Justine seemed transfixed on a shelf above the pile of bones and Frederika realized with a start that they were surrounded by skulls lining the walls of their cave, gaping with eye sockets and missing jaws, grinning a welcome to their new visitors. Justine reached to touch them and her arm got stuck in some fibrous roots. Frederika felt her lungs sputtering until she realized that Justine had loosened her grip. Frederika grabbed Justine by her shoulders and motioned upward. Justine shook her head sadly as she began to open her mouth releasing her breath into large bubbles. Frederika tried to pull Justine’s arm out of its hold and Justine forcibly moved away her hand, shaking her head more vigorously.

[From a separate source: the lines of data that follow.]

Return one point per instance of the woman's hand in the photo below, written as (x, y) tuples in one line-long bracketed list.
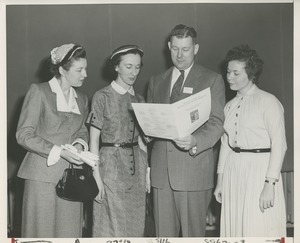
[(70, 157), (186, 143), (267, 196), (218, 190), (79, 147), (100, 197)]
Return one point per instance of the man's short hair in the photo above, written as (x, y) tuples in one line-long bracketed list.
[(183, 31)]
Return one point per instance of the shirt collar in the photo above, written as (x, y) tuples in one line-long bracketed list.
[(249, 92), (186, 71), (61, 102), (119, 89)]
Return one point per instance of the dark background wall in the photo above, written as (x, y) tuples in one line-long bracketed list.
[(33, 30)]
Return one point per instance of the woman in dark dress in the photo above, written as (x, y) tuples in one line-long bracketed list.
[(119, 209)]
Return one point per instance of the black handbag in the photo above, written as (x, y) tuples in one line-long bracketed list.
[(77, 184)]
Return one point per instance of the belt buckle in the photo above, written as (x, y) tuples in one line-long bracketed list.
[(237, 149)]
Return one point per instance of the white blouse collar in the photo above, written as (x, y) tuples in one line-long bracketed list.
[(61, 102), (119, 89)]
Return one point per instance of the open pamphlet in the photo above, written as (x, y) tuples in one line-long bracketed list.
[(175, 120), (86, 156)]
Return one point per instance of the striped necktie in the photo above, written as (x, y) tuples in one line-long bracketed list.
[(177, 88)]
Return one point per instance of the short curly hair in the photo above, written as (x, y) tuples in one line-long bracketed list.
[(253, 63), (183, 31), (67, 62)]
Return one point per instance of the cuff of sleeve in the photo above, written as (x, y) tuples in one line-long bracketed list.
[(193, 150), (142, 145), (54, 155), (82, 142)]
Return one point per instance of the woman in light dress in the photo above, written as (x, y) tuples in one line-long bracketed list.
[(53, 114), (252, 152)]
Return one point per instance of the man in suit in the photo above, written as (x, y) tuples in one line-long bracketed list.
[(182, 170)]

Frederika reached for the sides of the cave and heaved herself up, blinking at the spots before her eyes. The top of the water seemed unrealistically far away, but she was determined to live. Her animal instinct for survival kicked in and she hated to leave Justine there, but felt that she had no choice. 
It seemed to take her ages to make it to the top, but she did. She leaned on the side of the hill sputtering and heaving and gasping, the pain in her lungs almost unbearable. Her eyes stung and her body felt unbelievably heavy. She had to find the others and tell them. She had no idea what else to do.